This is the kind of question librarians like to fight over. Should you separate fiction into genres, or should all fiction be left together? Or do you split the difference and mark different genres in some way but leave everything together on the shelf? There are lots of questions, and very few definitive answers. However, there is one question we can answer for sure. Is there a right way to do things? Absolutely not! This is a decision best left up to individual libraries and what will work best for their communities, but there are some questions to consider as you ponder your decision.
Do you have commonalities between large numbers of books in your collection? There are some major groupings libraries tend to use to divide books into genres. Common ones include mystery, science fiction, fantasy, westerns, inspiration, and romance. Do these groupings represent what you would consider a sizable portion of your collection?
Are there special niche books that are particularly important in your community that should be kept together? Some libraries like to keep local authors together on shelves. Other libraries choose potentially more narrow genres to group together like suspense, horror, historical fiction, or urban fiction. There can also be chick lit, humorous, book and TV, Amish, teen books for adults, sagas, supernatural, and war stories. Some libraries have a large collection of books that are recommended by the staff, and these books are all grouped together. What is really special in your library?

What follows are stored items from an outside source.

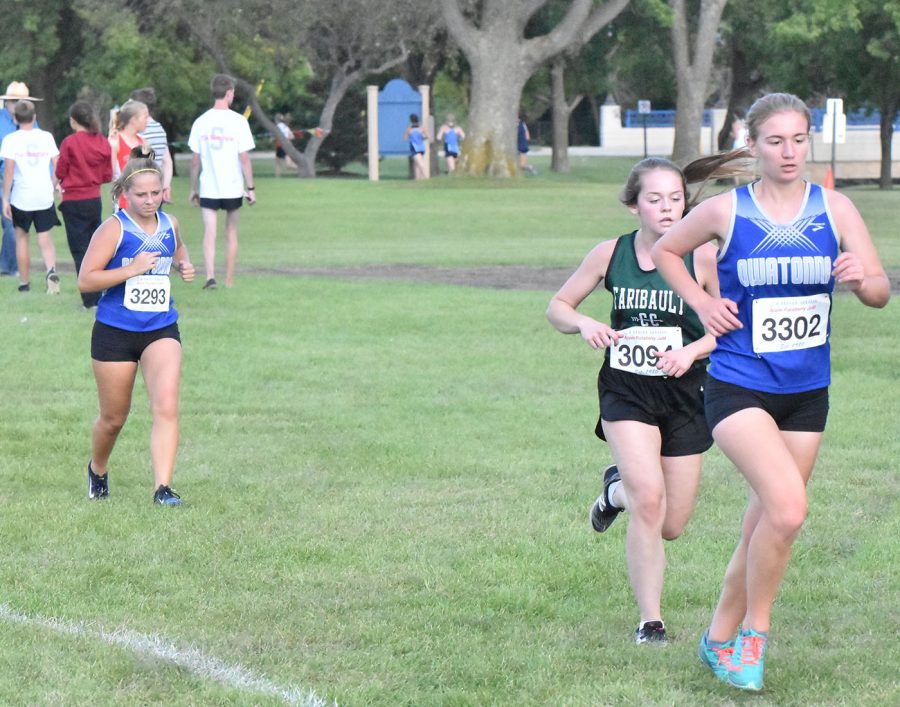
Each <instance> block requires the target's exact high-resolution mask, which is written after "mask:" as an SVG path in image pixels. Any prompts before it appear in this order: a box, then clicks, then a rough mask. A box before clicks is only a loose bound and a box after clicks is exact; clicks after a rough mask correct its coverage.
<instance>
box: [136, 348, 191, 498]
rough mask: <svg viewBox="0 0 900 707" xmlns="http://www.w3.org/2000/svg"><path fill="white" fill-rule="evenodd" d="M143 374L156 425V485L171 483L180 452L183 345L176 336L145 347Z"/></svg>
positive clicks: (150, 410) (155, 448)
mask: <svg viewBox="0 0 900 707" xmlns="http://www.w3.org/2000/svg"><path fill="white" fill-rule="evenodd" d="M141 373H142V374H143V376H144V383H145V385H146V386H147V397H148V398H149V400H150V411H151V413H152V415H153V428H152V430H151V432H150V458H151V460H152V462H153V480H154V483H153V488H154V489H156V488H159V486H161V485H165V486H171V485H172V475H173V474H174V473H175V456H176V454H177V453H178V390H179V386H180V384H181V344H180V343H179V342H178V341H176V340H175V339H159V340H158V341H154V342H153V343H152V344H150V346H148V347H147V348H146V349H144V353H143V355H142V356H141Z"/></svg>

Do you have a defensible reason for changing either to separated genres OR putting together books that were separated before? Some communities, for whatever reason, tend to have more adults who read within a particular genre as opposed to reading a particular author. Would breaking the collection into smaller groupings, like genres, encourage more browsing or help patrons find what they are looking for more quickly? If you have books separated into genres, combining all fiction books together saves shelf space if you need more room. People are going to resist change whatever it is. When they want to talk about the change, you need to have answers for them.

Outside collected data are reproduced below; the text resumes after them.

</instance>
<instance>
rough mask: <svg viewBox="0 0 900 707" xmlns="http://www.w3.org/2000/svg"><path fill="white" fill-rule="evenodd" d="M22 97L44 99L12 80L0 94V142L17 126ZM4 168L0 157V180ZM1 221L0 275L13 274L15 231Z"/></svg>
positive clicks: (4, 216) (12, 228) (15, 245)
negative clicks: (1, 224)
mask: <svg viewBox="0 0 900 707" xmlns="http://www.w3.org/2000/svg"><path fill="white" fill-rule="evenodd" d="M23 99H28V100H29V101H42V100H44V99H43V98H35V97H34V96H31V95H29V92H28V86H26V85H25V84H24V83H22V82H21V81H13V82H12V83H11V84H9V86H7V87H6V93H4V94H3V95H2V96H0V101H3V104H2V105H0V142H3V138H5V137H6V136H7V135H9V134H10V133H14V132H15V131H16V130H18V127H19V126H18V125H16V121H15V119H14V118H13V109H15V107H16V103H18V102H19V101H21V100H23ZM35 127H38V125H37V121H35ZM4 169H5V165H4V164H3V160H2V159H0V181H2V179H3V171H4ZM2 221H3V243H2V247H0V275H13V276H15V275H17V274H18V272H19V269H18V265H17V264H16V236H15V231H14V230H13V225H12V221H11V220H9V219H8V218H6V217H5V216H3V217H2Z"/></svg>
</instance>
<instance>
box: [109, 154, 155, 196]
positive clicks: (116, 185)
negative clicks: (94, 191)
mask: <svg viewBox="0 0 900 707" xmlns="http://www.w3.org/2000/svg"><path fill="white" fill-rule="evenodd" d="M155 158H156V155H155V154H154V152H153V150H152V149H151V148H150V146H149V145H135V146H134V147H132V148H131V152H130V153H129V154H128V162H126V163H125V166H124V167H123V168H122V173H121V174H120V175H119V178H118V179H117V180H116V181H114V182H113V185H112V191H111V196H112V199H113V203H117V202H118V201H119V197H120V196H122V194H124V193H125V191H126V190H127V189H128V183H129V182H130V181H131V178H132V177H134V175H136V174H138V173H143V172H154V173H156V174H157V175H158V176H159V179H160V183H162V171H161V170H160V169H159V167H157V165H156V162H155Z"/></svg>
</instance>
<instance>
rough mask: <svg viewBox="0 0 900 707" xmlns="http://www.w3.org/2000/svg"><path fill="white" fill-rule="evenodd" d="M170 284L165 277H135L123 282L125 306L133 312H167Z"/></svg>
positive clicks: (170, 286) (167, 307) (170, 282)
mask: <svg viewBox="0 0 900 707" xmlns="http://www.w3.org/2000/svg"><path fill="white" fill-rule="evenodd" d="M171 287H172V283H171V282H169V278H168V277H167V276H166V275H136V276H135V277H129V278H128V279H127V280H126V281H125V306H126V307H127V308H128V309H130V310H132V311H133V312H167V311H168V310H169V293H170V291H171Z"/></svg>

How are you letting the staff and the public know changes are coming? Whether you have a newsletter, Facebook, newspaper articles, or some other way to tell the public, you’ll have to do it more than once. You may even want to get the staff and public’s opinions before you make a final decision about what to do with your fiction collection. Whatever decision you choose, make sure your staff is able to answer questions about why books were moved from “where they’d always been.” Preparing staff makes the change easier for both staff members and patrons.
Whatever you decide to do, someone isn’t going to like it. That’s just the way it goes. However, providing clear signage to help people find what they’re looking for will help quite a bit. However, making sure your decision is the right thing for your community is ultimately the most important thing.